According to New Relic, SELECT queries on the
pift_ci_job_resulttable are taking 28.4ms on average over the last 7 days, the tallest spikes on the response time graph are 67ms. It does not make the top 20 most time consuming queries for the site. For now, I think this shows it isn't a critical problem, if there is a problem.When first launched, I did have to go through a few iterations on getting the table & keys right, but we are in at least an okay spot for now. The table has a not-too-large covering index for the query that hits it. We should keep an eye on the table's growth. A large number of rows alone isn't necessarily a problem, but is indeed worth investigating.
Comment #9
drummRudy switched this table to be stored in a compressed format awhile ago. That saved us 50% on disk and as far as I know has otherwise been doing well.

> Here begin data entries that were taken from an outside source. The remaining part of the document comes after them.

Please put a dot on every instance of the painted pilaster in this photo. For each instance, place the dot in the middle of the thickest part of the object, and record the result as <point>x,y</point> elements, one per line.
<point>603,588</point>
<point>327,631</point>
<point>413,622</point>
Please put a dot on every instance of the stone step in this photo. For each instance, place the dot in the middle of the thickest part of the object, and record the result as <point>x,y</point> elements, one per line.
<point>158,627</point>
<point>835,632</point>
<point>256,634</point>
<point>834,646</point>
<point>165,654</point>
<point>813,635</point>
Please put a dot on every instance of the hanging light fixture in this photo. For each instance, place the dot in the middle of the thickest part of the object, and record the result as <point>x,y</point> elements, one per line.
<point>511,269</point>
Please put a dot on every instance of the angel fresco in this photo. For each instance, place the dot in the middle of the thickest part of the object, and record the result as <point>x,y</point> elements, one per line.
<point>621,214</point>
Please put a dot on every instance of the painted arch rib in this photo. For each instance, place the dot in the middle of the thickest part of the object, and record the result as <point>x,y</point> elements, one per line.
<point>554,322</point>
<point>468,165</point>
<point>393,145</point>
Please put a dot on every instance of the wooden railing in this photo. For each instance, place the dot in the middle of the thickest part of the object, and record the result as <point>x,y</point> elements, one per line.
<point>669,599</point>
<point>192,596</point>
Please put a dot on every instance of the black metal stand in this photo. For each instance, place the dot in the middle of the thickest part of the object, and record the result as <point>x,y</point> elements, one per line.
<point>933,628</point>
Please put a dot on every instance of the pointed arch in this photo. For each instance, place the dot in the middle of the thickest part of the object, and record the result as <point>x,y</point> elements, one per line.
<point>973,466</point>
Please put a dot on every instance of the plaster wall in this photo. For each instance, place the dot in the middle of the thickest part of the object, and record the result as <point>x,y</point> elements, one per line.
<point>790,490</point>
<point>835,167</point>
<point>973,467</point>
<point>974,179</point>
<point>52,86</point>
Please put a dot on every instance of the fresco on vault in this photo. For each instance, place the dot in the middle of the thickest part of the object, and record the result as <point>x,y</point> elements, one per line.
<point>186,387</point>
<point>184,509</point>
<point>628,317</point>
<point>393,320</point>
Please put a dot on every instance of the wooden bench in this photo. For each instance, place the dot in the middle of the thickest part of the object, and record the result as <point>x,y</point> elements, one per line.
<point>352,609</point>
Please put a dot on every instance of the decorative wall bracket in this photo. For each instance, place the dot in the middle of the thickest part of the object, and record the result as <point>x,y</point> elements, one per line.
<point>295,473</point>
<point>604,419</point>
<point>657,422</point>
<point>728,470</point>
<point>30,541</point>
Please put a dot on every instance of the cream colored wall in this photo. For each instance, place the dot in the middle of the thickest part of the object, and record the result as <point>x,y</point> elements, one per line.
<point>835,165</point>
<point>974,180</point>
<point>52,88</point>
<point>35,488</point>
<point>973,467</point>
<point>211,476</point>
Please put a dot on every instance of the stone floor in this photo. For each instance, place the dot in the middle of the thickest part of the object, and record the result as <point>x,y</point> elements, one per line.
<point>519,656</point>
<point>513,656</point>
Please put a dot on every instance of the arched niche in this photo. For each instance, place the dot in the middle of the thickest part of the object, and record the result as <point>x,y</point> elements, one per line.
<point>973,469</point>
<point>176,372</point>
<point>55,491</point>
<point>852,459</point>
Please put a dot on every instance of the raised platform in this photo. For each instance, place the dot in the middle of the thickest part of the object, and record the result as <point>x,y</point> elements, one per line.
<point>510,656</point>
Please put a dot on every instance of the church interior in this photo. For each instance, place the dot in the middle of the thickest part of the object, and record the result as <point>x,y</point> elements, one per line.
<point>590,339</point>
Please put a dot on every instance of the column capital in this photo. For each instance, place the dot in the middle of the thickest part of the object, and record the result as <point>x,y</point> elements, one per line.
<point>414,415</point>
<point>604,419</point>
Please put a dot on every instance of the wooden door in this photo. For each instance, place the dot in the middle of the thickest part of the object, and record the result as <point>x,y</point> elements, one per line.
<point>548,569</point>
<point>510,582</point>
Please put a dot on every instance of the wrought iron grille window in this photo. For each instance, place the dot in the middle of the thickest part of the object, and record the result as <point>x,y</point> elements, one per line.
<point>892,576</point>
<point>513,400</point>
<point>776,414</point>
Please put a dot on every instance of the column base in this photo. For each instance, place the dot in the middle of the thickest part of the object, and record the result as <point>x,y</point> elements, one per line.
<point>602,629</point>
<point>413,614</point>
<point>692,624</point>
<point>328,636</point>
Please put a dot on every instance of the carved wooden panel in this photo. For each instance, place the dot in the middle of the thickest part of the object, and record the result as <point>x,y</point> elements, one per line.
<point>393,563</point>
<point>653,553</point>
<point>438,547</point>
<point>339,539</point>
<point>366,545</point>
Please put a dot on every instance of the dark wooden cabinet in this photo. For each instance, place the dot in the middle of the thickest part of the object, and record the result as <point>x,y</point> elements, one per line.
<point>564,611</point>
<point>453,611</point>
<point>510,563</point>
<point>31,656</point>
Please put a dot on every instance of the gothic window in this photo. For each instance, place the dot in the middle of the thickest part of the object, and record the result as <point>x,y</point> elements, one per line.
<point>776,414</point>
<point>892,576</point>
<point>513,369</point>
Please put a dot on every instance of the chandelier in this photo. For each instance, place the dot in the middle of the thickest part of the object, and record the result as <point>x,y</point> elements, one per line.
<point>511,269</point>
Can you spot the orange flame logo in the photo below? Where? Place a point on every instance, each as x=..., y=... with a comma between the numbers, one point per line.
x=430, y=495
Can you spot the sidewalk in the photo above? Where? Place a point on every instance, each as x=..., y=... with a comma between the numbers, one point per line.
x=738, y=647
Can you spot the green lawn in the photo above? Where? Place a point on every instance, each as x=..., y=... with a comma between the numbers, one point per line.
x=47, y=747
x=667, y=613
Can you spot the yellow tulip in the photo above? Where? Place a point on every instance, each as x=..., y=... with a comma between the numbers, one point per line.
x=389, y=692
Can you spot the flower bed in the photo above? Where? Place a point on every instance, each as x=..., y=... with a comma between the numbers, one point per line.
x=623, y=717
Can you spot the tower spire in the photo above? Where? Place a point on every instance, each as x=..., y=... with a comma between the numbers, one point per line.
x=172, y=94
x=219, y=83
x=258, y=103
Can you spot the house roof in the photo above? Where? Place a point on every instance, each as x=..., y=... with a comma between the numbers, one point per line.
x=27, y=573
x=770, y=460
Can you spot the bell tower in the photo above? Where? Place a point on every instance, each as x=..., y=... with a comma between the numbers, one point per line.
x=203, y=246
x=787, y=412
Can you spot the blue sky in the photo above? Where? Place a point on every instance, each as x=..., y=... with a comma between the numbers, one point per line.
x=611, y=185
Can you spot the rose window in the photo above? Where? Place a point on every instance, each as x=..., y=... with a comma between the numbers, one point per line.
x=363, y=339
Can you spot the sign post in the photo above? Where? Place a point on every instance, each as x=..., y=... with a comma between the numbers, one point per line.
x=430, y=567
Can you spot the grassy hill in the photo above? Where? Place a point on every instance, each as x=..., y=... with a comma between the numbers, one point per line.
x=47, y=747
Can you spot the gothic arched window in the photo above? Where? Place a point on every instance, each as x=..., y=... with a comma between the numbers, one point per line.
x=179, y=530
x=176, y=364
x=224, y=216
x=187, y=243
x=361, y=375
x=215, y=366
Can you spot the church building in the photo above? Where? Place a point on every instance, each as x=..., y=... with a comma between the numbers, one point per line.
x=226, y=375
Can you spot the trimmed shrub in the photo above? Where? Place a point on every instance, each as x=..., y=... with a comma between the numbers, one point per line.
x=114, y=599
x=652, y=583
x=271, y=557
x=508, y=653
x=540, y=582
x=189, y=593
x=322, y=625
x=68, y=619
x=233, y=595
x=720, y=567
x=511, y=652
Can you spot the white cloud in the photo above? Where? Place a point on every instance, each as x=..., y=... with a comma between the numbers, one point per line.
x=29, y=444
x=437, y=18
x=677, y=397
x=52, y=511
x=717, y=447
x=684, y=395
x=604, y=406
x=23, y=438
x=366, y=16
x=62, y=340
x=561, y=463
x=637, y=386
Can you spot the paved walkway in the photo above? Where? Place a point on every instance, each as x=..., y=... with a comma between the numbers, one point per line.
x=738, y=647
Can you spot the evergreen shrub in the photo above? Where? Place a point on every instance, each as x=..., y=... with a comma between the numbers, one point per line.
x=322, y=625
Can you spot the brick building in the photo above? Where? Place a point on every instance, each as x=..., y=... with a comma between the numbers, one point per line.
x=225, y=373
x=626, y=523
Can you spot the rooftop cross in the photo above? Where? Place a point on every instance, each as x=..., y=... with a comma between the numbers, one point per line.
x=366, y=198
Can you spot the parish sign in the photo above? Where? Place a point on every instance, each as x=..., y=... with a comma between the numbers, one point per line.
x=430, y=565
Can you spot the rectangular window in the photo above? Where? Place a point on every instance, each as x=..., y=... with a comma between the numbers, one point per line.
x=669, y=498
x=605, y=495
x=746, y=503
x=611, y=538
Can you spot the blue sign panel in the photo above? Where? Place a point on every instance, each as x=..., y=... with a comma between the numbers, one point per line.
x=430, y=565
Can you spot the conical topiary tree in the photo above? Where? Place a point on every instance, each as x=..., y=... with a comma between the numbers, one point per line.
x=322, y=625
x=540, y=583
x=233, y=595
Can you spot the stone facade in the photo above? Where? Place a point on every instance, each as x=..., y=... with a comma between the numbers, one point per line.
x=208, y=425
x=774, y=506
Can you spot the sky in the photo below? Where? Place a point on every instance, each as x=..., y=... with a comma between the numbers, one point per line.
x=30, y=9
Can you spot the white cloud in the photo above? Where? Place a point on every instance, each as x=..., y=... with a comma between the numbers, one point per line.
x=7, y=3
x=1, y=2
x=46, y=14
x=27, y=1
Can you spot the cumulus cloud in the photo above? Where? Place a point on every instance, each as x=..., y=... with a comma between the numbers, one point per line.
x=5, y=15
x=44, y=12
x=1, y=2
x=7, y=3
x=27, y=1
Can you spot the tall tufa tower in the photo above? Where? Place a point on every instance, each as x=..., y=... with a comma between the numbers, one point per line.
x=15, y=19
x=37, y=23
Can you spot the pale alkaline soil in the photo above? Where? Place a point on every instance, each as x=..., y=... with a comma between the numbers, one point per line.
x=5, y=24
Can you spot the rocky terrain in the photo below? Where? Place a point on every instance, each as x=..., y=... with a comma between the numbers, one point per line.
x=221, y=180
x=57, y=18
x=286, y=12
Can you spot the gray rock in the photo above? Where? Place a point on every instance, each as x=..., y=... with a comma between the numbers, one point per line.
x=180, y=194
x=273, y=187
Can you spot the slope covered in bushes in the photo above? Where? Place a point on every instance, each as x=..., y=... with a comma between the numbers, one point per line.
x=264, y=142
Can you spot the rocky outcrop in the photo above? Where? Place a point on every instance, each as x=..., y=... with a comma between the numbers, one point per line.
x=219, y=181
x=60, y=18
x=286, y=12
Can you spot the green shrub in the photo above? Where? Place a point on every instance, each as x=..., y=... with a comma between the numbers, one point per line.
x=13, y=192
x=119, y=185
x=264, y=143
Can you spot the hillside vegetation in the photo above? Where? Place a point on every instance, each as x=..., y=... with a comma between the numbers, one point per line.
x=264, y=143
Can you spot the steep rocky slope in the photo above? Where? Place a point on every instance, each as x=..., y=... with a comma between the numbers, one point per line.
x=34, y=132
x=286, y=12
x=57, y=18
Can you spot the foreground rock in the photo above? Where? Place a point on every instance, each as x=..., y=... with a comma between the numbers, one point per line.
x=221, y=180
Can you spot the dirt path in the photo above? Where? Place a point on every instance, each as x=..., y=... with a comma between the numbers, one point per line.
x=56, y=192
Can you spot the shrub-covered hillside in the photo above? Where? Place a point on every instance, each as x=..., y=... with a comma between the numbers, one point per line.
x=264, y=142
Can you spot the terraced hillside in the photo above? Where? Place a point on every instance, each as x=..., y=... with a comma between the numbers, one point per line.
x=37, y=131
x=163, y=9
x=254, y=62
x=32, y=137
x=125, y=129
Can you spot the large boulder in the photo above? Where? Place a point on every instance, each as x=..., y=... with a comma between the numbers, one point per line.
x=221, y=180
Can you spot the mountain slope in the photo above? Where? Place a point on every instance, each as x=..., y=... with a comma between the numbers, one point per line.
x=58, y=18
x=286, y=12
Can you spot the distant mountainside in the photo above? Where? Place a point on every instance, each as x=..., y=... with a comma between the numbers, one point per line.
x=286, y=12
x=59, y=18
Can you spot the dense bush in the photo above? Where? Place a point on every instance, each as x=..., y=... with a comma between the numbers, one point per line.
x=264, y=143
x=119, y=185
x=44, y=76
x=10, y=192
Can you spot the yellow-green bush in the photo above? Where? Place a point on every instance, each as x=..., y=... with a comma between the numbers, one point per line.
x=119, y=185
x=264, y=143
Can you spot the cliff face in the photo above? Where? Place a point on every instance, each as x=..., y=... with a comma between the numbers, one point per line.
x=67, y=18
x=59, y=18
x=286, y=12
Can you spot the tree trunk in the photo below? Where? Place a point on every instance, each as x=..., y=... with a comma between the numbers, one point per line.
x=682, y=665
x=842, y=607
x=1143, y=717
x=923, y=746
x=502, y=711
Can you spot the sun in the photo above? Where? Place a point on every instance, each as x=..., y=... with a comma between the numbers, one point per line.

I implemented trimming test results from issues that have been Closed (fixed) for 6 months. That's only run once. We have it available to run more-frequently, but it isn't significant savings.
This still leaves us with a lot of rows. A possible next step for issue results would be to not store successes matching the branch job’s results, basically storing only the differences. That would align well with the UI, really you are only interested in the difference.
Comment #10
drummWe are running into disk space issues on staging now. While we can provision more disk, we can’t do that forever.
Comment #14
drummOne more cache clear is needed as the last update starts:
DELETE FROM cache WHERE cid LIKE 'entity_%';This is running slowly and successfully on staging. I’ll be deploying to production shortly.
Remaining work:
Comment #18
drummThis has been running for quite awhile on production. Over 5G has been cleared with only ~6% processed.
With the latest commits, only the diff will be stored for new jobs.
Currently processing is still crawling along with a hook_update_N() running for a very long time. The last part here is making a drush process to keep processing without blocking deployments. And the drush process can load each branch job result once, which should cut up to 1/3 off the processing time.
Comment #19
drummThis is working well. We’ve freed 15G, and are on track to free another 60G.